To chronicle the definitive history of cacio e pepe, we recruited none other than Lidia Bastianich, the O.G. of Italian cooking and renowned chef, restaurateur, award-winning public television host, and bestselling cookbook author, to take us back to its roots. Here, she reveals the authentic way to make cacio e pepe, and weighs in on some of the modern, not-so-traditional iterations she’s seen pop up along the way.

It All Started a Long, Long Time Ago…with Some Sheep

In Roman times, Italian sheep would spend the months of spring and summer grazing their way through the rolling hills of the Apennine Mountains (sounds like the life!), and their devoted shepherds would camp out alongside them. “This was called ‘ransumanza.’ The shepherds would bring with them a dried homemade pasta called tonnarelli, and as they made the trip over the mountains, they would make cheese out of the milk they were collecting, cacio or pecorino,” explains Bastianich.

For each meal, they’d boil pasta, then make that signature sauce by grating fresh cacio into some of the pasta cooking water. “It was an easy and substantial meal,” she says. Talk about clean eating—you can’t get any purer or fresher than that!

A Long Pasta That Oozes Italy Is Traditional

These days, many restaurants use spaghetti and deem it authentic, but tonnarelli was the original pasta of choice, says Bastianich. It looks like spaghetti—long and thicker than angel hair, skinnier than linguine—but the dough is made with eggs, so its strands are supplely chewy.

The Sauce Is Simple Yet Decadent

Cacio e pepe looks and tastes elegant, but when it comes to the ingredients and cooking technique, it’s actually extremely basic. The sauce should have three simple ingredients, and that’s it—cheese, pasta water, and plenty of coarse black pepper. “You can use grated cacio or pecorino, which are both medium-aged sheep-milk cheese,” says Bastianich.

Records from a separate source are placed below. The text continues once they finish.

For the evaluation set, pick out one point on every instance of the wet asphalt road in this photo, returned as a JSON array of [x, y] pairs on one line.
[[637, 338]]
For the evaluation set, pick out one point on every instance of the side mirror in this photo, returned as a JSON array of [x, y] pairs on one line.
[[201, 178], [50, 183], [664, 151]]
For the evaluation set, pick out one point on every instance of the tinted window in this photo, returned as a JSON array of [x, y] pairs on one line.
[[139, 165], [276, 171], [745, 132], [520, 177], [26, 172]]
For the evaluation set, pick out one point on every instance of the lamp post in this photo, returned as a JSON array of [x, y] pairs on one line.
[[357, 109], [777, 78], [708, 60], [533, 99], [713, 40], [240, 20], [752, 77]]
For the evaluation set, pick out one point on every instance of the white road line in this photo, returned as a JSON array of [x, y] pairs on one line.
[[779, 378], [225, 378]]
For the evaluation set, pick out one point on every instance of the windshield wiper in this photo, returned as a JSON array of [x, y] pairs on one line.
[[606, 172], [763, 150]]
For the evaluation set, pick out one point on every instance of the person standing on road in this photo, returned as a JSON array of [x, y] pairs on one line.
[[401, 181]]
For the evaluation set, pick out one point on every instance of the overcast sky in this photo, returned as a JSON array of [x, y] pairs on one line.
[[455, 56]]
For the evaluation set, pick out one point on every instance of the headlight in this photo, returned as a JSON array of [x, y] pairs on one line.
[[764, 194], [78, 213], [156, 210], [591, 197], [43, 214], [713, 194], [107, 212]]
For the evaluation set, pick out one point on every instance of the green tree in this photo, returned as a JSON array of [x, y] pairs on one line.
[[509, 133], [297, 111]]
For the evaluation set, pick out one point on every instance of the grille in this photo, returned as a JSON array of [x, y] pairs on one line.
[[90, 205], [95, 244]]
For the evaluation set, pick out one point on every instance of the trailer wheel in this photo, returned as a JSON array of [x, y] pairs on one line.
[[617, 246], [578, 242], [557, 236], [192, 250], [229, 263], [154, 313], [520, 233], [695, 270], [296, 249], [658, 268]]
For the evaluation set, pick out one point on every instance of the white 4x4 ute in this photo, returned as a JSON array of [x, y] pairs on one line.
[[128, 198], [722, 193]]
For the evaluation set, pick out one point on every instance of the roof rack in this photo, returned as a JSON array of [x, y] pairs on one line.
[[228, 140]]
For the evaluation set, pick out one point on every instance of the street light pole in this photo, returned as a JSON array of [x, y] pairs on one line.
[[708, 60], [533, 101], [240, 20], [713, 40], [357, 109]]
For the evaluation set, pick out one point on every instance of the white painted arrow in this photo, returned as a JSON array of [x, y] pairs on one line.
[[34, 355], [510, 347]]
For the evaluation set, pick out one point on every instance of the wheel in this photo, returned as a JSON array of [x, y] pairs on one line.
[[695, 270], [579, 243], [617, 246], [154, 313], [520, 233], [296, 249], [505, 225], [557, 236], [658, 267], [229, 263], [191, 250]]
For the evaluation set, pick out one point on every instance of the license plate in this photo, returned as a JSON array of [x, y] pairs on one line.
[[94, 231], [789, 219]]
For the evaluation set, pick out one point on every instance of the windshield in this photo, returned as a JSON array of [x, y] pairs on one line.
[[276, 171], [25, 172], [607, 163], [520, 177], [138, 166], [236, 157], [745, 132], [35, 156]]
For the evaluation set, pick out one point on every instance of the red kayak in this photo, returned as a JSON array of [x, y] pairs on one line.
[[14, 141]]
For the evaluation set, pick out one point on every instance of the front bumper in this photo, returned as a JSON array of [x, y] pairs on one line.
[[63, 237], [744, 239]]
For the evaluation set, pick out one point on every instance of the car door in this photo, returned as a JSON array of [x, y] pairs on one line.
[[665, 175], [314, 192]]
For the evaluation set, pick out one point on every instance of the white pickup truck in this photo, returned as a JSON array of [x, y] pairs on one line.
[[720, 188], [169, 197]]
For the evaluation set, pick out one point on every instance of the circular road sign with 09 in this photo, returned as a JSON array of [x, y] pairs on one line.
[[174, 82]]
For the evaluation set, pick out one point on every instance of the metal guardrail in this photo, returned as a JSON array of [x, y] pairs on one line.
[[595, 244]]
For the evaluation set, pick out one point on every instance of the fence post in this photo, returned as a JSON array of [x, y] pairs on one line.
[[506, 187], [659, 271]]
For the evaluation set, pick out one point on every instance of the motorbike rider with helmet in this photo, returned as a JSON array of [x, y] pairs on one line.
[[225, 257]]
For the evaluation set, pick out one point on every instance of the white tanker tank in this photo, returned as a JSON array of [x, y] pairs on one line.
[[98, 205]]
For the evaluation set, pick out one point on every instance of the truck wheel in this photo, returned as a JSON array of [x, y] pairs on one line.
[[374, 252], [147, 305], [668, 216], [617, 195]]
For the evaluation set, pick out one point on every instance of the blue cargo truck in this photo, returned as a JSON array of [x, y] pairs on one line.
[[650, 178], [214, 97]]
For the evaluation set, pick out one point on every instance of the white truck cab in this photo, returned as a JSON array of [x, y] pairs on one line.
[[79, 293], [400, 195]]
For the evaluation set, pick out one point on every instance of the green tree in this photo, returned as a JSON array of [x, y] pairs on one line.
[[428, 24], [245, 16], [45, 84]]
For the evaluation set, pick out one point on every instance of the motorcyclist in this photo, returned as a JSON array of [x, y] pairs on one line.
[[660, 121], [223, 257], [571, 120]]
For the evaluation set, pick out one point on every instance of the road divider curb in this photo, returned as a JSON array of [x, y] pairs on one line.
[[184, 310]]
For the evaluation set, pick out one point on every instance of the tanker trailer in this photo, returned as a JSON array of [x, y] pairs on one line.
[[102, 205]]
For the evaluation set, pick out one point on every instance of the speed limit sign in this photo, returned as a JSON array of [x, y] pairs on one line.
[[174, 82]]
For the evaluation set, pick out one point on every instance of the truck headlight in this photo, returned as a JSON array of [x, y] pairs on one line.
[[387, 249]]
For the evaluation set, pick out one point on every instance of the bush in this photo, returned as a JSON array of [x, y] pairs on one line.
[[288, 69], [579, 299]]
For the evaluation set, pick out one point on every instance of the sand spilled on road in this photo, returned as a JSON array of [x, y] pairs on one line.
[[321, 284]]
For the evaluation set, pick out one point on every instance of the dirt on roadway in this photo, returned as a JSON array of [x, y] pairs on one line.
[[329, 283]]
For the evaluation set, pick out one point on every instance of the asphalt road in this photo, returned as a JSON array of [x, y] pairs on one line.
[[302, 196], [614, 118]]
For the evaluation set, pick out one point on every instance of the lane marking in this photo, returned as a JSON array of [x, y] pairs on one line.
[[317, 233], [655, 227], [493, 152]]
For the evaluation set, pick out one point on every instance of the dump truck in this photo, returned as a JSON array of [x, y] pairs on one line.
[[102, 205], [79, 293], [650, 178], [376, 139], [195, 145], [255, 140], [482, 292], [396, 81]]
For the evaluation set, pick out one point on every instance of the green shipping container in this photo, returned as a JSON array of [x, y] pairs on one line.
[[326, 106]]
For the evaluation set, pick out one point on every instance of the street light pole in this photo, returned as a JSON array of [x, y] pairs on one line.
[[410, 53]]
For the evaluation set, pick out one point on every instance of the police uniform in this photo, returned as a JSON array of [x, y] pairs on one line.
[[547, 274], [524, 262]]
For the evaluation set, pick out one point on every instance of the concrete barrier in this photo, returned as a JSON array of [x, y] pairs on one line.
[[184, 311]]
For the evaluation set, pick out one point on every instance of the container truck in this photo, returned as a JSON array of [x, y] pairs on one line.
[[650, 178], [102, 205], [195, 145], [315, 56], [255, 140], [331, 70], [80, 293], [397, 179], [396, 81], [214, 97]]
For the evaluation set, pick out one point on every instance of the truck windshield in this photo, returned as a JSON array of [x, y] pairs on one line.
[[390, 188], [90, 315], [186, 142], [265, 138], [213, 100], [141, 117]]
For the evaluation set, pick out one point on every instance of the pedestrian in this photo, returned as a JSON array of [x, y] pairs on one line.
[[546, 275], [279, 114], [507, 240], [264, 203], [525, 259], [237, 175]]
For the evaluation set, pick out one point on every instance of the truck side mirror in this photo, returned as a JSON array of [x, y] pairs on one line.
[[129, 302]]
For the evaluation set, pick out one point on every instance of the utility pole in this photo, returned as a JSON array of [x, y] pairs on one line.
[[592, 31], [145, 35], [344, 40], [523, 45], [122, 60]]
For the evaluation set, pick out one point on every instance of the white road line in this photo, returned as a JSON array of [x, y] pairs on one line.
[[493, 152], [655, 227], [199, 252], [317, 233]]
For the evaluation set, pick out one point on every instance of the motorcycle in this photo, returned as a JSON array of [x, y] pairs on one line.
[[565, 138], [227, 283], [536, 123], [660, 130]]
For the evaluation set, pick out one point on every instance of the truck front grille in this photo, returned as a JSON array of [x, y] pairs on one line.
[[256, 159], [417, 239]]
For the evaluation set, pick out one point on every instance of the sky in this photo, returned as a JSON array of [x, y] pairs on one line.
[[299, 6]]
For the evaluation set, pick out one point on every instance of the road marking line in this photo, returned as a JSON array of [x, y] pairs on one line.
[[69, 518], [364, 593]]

Whisk the grated cheese into boiling pasta cooking water until it melts, then toss the drained pasta (cooked al dente, of course) with the sauce. Add more grated cheese and turn after turn of fresh ground black pepper (don’t be shy!). Then, immediately start twirling forkfuls and shove them into your mouth. “It should be served immediately,” says Bastiniach, otherwise you can be left with a dense, coagulated mess.

The Dish Has Evolved

As with the signature dish of any cuisine, American chefs are constantly trying to one-up the original by putting creative twists on a classic, and cacio e pepe has not escaped this trend. Some restaurants go for presentation, tossing it in a dramatically large bowl made of cheese and serving it hot on the spot. Others slip extra ingredients into the sauce, such as cream, olive oil, and butter—and while a palate most accustomed to Italian-American cuisine might think this makes it taste richer, the taste buds of a true Italian says it does not. “I think this actually dilutes the flavor. If you use a high quality cheese and lots of pepper, you can master the recipe the way it was intended, which was without the use of butter or cream,” says Donatella Arapaia, celebrity chef and partner at Prova Pizzzabar in New York City. You can also find cacio e pepe in risotto and pizza formulations—delicious, but not quite what the humble Italian shepherds had in mind.